VCVTPH2PS (VEX.256 encoded version) ¶

DEST[31:0] ←vCvt_h2s(SRC1[15:0]);
DEST[63:32] ←vCvt_h2s(SRC1[31:16]);
DEST[95:64] ←vCvt_h2s(SRC1[47:32]);
DEST[127:96] ←vCvt_h2s(SRC1[63:48]);
DEST[159:128] ←vCvt_h2s(SRC1[79:64]);
DEST[191:160] ←vCvt_h2s(SRC1[95:80]);
DEST[223:192] ←vCvt_h2s(SRC1[111:96]);
DEST[255:224] ←vCvt_h2s(SRC1[127:112]);
DEST[MAXVL-1:256] ← 0

VCVTPH2PS (VEX.128 encoded version) ¶

DEST[31:0] ←vCvt_h2s(SRC1[15:0]);
DEST[63:32] ←vCvt_h2s(SRC1[31:16]);
DEST[95:64] ←vCvt_h2s(SRC1[47:32]);
DEST[127:96] ←vCvt_h2s(SRC1[63:48]);
DEST[MAXVL-1:128] ← 0

Flags Affected ¶

None

Intel C/C++ Compiler Intrinsic Equivalent ¶

VCVTPH2PS __m512 _mm512_cvtph_ps( __m256i a);

VCVTPH2PS __m512 _mm512_mask_cvtph_ps(__m512 s, __mmask16 k, __m256i a);

VCVTPH2PS __m512 _mm512_maskz_cvtph_ps(__mmask16 k, __m256i a);

VCVTPH2PS __m512 _mm512_cvt_roundph_ps( __m256i a, int sae);

VCVTPH2PS __m512 _mm512_mask_cvt_roundph_ps(__m512 s, __mmask16 k, __m256i a, int sae);

VCVTPH2PS __m512 _mm512_maskz_cvt_roundph_ps( __mmask16 k, __m256i a, int sae);

VCVTPH2PS __m256 _mm256_mask_cvtph_ps(__m256 s, __mmask8 k, __m128i a);

VCVTPH2PS __m256 _mm256_maskz_cvtph_ps(__mmask8 k, __m128i a);

VCVTPH2PS __m128 _mm_mask_cvtph_ps(__m128 s, __mmask8 k, __m128i a);

VCVTPH2PS __m128 _mm_maskz_cvtph_ps(__mmask8 k, __m128i a);

VCVTPH2PS __m128 _mm_cvtph_ps ( __m128i m1);

VCVTPH2PS __m256 _mm256_cvtph_ps ( __m128i m1)

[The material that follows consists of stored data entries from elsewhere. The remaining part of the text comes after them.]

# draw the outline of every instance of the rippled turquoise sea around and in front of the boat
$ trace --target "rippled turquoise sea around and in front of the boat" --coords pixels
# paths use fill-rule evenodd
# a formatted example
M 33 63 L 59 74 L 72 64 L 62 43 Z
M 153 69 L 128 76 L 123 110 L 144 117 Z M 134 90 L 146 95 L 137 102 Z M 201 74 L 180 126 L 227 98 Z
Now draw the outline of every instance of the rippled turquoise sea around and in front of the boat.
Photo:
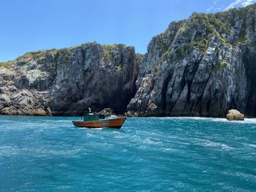
M 0 115 L 0 191 L 256 191 L 256 119 Z

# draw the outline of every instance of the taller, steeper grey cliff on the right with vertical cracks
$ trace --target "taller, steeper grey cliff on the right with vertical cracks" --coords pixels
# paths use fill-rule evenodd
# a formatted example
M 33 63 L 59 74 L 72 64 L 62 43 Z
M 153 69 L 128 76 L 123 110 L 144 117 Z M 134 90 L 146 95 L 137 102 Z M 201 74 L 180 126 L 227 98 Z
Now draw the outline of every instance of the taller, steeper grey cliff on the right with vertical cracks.
M 154 37 L 128 115 L 256 115 L 256 5 L 193 14 Z

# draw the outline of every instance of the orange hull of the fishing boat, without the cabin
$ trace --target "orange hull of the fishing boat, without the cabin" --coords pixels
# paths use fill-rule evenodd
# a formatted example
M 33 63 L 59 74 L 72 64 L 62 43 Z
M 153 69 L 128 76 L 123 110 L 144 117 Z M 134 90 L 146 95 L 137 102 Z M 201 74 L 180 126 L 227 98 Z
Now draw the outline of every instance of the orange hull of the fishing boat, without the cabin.
M 124 124 L 124 120 L 127 117 L 113 118 L 113 119 L 103 119 L 103 120 L 92 120 L 92 121 L 72 121 L 74 126 L 87 127 L 87 128 L 121 128 Z

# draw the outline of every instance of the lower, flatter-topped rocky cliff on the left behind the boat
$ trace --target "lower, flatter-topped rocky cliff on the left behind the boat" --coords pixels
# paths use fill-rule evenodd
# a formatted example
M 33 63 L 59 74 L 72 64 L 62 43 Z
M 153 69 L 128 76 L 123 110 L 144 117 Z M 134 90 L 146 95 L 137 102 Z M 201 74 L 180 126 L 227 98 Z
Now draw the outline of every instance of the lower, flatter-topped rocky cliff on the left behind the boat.
M 97 43 L 26 53 L 0 67 L 0 113 L 73 115 L 88 107 L 124 113 L 141 58 L 134 47 Z

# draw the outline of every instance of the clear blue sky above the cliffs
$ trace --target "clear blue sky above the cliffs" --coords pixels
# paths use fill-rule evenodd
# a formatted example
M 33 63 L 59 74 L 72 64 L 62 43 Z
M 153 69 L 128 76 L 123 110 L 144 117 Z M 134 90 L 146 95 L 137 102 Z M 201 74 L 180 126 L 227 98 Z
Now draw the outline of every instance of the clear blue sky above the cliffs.
M 29 51 L 123 43 L 146 53 L 151 38 L 192 12 L 220 12 L 256 0 L 0 0 L 0 62 Z

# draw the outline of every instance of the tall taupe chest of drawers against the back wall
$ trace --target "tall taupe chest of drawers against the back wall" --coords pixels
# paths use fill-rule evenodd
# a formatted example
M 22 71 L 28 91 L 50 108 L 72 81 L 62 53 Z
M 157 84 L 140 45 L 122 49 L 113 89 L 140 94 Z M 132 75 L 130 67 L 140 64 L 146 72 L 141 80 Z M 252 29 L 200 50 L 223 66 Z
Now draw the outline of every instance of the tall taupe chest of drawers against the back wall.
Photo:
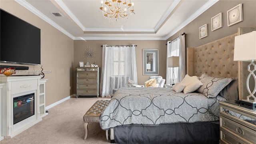
M 76 68 L 76 98 L 100 95 L 100 68 Z

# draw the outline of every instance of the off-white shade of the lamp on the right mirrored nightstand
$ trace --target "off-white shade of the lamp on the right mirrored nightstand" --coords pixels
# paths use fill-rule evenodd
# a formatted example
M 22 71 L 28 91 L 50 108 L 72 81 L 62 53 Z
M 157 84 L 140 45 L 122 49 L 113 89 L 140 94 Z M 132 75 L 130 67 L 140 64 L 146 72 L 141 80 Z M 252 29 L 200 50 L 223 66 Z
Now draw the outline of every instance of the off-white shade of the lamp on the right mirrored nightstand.
M 256 31 L 235 36 L 234 60 L 256 60 Z

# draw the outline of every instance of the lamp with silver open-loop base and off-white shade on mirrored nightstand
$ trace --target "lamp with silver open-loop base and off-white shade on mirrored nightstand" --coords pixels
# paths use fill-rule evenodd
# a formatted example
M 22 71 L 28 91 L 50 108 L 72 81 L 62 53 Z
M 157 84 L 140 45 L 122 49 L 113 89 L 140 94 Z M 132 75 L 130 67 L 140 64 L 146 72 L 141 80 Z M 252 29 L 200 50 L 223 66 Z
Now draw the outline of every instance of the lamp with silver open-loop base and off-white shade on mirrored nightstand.
M 256 66 L 254 61 L 256 60 L 256 31 L 242 34 L 240 36 L 235 36 L 234 45 L 234 61 L 247 61 L 250 62 L 248 65 L 248 71 L 250 74 L 246 80 L 246 88 L 249 92 L 246 100 L 242 100 L 250 104 L 252 107 L 256 107 L 256 98 L 254 96 L 256 92 L 256 76 L 254 72 L 256 71 Z M 254 90 L 251 92 L 249 88 L 249 79 L 253 76 L 254 78 Z

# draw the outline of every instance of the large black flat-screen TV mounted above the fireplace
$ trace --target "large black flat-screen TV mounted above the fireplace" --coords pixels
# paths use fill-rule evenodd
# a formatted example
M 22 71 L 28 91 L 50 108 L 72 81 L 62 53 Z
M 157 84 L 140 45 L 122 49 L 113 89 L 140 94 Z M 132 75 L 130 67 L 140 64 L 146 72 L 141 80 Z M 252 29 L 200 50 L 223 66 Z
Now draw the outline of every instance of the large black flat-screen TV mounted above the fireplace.
M 40 29 L 0 11 L 0 62 L 40 64 Z

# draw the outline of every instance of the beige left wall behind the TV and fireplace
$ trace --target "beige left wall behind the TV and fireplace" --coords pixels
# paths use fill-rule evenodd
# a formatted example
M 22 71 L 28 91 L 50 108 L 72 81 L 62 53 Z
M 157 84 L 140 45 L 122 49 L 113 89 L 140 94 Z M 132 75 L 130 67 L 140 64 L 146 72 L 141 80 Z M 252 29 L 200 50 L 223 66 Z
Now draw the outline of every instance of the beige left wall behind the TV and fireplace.
M 14 0 L 1 0 L 3 10 L 41 29 L 41 64 L 46 81 L 46 106 L 73 94 L 74 40 L 18 4 Z M 15 42 L 15 40 L 13 40 Z M 28 66 L 30 71 L 41 70 L 39 65 L 8 64 L 8 66 Z M 26 73 L 25 73 L 26 74 Z M 4 76 L 1 74 L 0 76 Z

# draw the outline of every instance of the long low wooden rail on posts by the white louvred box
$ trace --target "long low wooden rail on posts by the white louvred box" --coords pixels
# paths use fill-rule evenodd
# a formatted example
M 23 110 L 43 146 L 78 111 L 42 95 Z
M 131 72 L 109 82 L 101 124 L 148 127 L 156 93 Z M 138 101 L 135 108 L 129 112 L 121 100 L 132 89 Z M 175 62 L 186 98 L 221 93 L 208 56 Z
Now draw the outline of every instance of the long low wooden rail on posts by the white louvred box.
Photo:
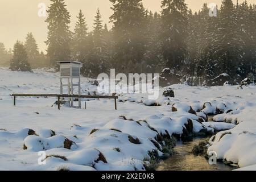
M 114 99 L 115 100 L 115 110 L 117 110 L 117 99 L 118 96 L 85 96 L 85 95 L 68 95 L 68 94 L 11 94 L 14 98 L 14 106 L 16 106 L 16 97 L 57 97 L 58 101 L 58 109 L 60 110 L 60 98 L 68 97 L 68 98 L 106 98 L 106 99 Z

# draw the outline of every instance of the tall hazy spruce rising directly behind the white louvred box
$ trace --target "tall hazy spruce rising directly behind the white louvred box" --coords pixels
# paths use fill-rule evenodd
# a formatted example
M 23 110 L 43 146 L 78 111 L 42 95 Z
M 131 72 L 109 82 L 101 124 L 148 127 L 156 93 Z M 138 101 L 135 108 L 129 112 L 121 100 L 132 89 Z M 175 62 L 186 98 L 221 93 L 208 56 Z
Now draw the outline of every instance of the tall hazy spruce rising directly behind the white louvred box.
M 64 0 L 51 0 L 51 5 L 47 10 L 48 16 L 48 36 L 46 44 L 47 56 L 51 65 L 57 69 L 57 61 L 71 59 L 71 31 L 69 31 L 70 15 L 66 8 Z

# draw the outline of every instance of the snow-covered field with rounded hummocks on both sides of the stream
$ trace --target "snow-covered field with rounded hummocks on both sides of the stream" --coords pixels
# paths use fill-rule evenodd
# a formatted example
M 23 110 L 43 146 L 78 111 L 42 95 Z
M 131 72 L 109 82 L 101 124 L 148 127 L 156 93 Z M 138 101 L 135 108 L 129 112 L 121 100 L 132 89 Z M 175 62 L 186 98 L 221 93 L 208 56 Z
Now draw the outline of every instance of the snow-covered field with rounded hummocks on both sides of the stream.
M 97 90 L 88 78 L 81 82 L 82 94 Z M 118 110 L 103 99 L 87 101 L 86 110 L 57 110 L 56 98 L 18 97 L 14 107 L 12 93 L 59 93 L 59 73 L 0 68 L 0 170 L 144 170 L 152 154 L 163 155 L 163 137 L 203 131 L 220 131 L 208 152 L 256 169 L 255 86 L 171 88 L 175 98 L 163 97 L 164 89 L 157 101 L 119 96 Z M 216 108 L 225 114 L 204 122 Z M 38 164 L 39 151 L 46 165 Z

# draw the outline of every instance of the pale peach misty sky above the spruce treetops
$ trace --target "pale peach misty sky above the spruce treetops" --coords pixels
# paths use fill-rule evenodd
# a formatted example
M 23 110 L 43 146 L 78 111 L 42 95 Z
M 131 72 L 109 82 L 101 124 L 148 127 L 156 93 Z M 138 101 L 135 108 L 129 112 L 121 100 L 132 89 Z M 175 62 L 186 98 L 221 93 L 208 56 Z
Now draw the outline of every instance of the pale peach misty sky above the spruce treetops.
M 143 0 L 144 6 L 151 11 L 160 11 L 160 2 L 162 0 Z M 236 2 L 236 0 L 233 0 Z M 15 41 L 18 39 L 24 42 L 27 32 L 32 32 L 39 45 L 40 51 L 45 52 L 47 38 L 47 23 L 46 18 L 38 16 L 39 3 L 46 3 L 48 6 L 49 0 L 0 0 L 0 42 L 3 42 L 6 48 L 13 48 Z M 76 15 L 81 9 L 85 14 L 86 22 L 90 30 L 96 14 L 97 7 L 100 8 L 102 20 L 108 23 L 109 16 L 112 15 L 110 7 L 112 3 L 108 0 L 65 0 L 68 11 L 71 13 L 71 30 L 76 22 Z M 198 11 L 204 2 L 217 3 L 220 5 L 221 0 L 187 0 L 188 7 L 193 11 Z M 239 2 L 242 2 L 240 0 Z M 256 0 L 247 0 L 249 3 L 254 3 Z

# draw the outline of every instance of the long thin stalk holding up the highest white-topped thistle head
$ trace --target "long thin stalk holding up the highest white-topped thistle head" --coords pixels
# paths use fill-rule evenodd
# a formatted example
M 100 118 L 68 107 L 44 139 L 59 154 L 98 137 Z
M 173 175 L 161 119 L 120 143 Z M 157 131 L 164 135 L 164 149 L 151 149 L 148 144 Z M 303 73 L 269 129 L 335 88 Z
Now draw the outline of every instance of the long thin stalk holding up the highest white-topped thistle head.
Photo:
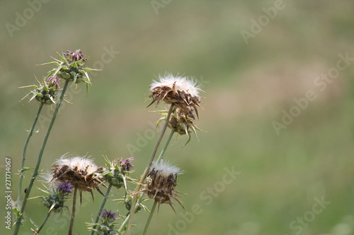
M 137 205 L 137 198 L 139 196 L 140 188 L 142 188 L 142 183 L 144 183 L 144 180 L 147 177 L 147 174 L 149 174 L 149 169 L 152 166 L 152 162 L 154 162 L 154 158 L 156 156 L 157 149 L 159 148 L 161 140 L 164 137 L 164 133 L 166 132 L 166 128 L 169 125 L 169 120 L 170 120 L 171 113 L 173 112 L 173 109 L 174 109 L 174 104 L 171 104 L 171 107 L 169 109 L 169 113 L 167 114 L 167 117 L 166 117 L 164 127 L 162 128 L 162 131 L 159 135 L 159 139 L 157 140 L 154 150 L 152 151 L 152 156 L 150 157 L 149 163 L 147 164 L 147 168 L 145 169 L 144 173 L 140 177 L 140 180 L 137 183 L 137 188 L 135 188 L 134 197 L 132 199 L 132 207 L 130 208 L 130 219 L 129 219 L 129 222 L 127 225 L 126 235 L 130 235 L 130 231 L 132 231 L 132 221 L 133 221 L 134 214 L 135 214 L 135 206 Z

SIMD Floating-Point Exceptions ¶

Invalid

Other Exceptions ¶

VEX-encoded instructions, see Exceptions Type 11 (do not report #AC);

EVEX-encoded instructions, see Exceptions Type E11.

#UD	If VEX.W=1.
#UD	If VEX.vvvv != 1111B or EVEX.vvvv != 1111B.